Embroiled with a chaotic political scene and continuous revolts calling for the ouster of Mr. Saleh, the US was prompted to intensify its covert war tactics to preemptively disallow Al Qaeda-linked militants from assuming power.

US officials told the New York Times that they see the strikes as one of the few options to contain Al Qaeda in the Arabian Peninsula

The use of force has also been complicated by extremists mingling with other rebel groups and anti-regime movements, according to a senior Pentagon official cited by The Times, as it makes it more difficult for the United States to attack Al Qaeda without appearing to pick sides in the internal conflict.

Earlier Wednesday, Admiral Michael Mullen, Chairman of the Joint Chiefs of Staff, said the conflict in the Arabian Peninsula country was making the Al Qaeda terror network more “dangerous.”

Al Qaeda in Yemen “has grown into a very virulent deadly federated point in the Al Qaeda organization,” Admiral Mullen said in Cairo. “It is incredibly dangerous and made more dangerous in the ongoing chaos.”

Admiral Mullen meanwhile warned any further deterioration of the security situation in the impoverished country might have global implications.

“The downside of a much more chaotic and much more violent Yemen is not just bad for Yemen, it's bad for the region, it's bad for the world,” he said. “I would certainly urge leaders from every side of this challenge to be calm and try to resolve the issues peacefully.”

The US recent operations in Yemen were re-activated after a year of being halted due to bad intelligence that led to civilian deaths, The Times said.

US and Saudi spy services have been receiving more information from electronic eavesdropping and informants about possible locations of militants, the newspaper said. But there were concerns that with the wider conflict in Yemen, factions might feed information to trigger air strikes against rival groups.

The US ambassador in Yemen met recently with opposition leaders, partly to make the case for continuing operations in case President Saleh’s government falls, the newspaper said.

Opposition leaders have told the ambassador that operations against Al Qaeda in Yemen should continue regardless of who wins the power struggle in the capital, the Times said, citing officials in Washington.

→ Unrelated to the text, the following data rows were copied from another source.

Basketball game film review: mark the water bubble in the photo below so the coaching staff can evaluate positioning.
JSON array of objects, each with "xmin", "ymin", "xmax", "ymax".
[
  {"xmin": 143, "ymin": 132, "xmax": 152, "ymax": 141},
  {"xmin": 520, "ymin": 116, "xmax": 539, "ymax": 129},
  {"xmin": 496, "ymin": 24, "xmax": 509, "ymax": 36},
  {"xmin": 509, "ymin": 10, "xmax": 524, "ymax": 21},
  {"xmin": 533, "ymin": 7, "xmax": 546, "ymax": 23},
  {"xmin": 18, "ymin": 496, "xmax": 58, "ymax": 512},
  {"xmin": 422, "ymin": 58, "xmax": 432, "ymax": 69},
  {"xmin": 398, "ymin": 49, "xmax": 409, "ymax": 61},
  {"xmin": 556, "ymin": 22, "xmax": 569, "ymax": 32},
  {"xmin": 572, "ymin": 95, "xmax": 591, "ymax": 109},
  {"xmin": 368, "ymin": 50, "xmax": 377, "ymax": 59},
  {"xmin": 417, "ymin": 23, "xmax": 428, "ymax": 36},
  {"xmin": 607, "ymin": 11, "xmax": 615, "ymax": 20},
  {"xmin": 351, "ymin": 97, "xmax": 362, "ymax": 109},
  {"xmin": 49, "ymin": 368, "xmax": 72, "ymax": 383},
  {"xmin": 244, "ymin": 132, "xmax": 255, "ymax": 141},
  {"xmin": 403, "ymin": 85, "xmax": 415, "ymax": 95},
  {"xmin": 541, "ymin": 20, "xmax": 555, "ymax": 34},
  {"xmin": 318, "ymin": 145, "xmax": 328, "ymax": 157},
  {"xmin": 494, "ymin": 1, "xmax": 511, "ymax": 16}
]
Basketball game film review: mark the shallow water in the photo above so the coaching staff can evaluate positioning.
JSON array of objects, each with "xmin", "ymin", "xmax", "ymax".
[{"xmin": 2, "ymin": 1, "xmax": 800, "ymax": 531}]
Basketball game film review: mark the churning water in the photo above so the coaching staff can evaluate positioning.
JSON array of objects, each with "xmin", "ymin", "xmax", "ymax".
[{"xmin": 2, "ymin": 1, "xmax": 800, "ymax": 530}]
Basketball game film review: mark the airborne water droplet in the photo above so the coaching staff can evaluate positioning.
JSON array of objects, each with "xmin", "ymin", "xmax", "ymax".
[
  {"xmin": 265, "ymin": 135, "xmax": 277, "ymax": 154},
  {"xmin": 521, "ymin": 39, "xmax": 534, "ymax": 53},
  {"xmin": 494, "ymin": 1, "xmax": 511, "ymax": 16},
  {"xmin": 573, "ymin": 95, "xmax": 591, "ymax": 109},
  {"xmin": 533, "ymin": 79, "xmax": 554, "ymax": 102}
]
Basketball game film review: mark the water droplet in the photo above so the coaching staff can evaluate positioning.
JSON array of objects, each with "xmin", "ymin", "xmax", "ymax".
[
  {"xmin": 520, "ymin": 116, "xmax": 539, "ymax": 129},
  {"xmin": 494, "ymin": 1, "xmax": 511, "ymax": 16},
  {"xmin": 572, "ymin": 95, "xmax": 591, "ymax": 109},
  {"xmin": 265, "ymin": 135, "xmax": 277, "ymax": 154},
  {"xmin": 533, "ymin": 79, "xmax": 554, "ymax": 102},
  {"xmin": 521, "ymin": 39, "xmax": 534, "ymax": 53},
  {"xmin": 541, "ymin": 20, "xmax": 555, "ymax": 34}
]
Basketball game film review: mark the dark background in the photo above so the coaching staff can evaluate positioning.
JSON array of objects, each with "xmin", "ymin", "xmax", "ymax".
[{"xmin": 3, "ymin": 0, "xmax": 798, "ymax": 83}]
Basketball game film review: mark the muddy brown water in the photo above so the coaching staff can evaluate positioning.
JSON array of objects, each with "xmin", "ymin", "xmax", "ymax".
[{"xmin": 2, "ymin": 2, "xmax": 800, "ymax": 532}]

US missions in Yemen date back in 2009 when Mr. Saleh initially authorized it but insisted that all military operations to be conducted by Yemeni troops.

The US included all of its armed drones, fighter jets to accelerate its combat attack against the militants over the past few weeks as the government in Sana’a teeters.
Meanwhile, a US official confirmed to Reuters that a US strike last Friday killed Abu Ali Al Harithi, a midlevel Al Qaeda operative, which followed last month’s attempted strike against Anwar Al Awlaki, the leader of Al Qaeda in the Arabian Peninsula.

Al Qaeda’s affiliate in Yemen has been linked to the attempt to blow up a trans-Atlantic jetliner on Christmas Day 2009 and a plot last year to blow up cargo planes with bombs hidden in printer cartridges.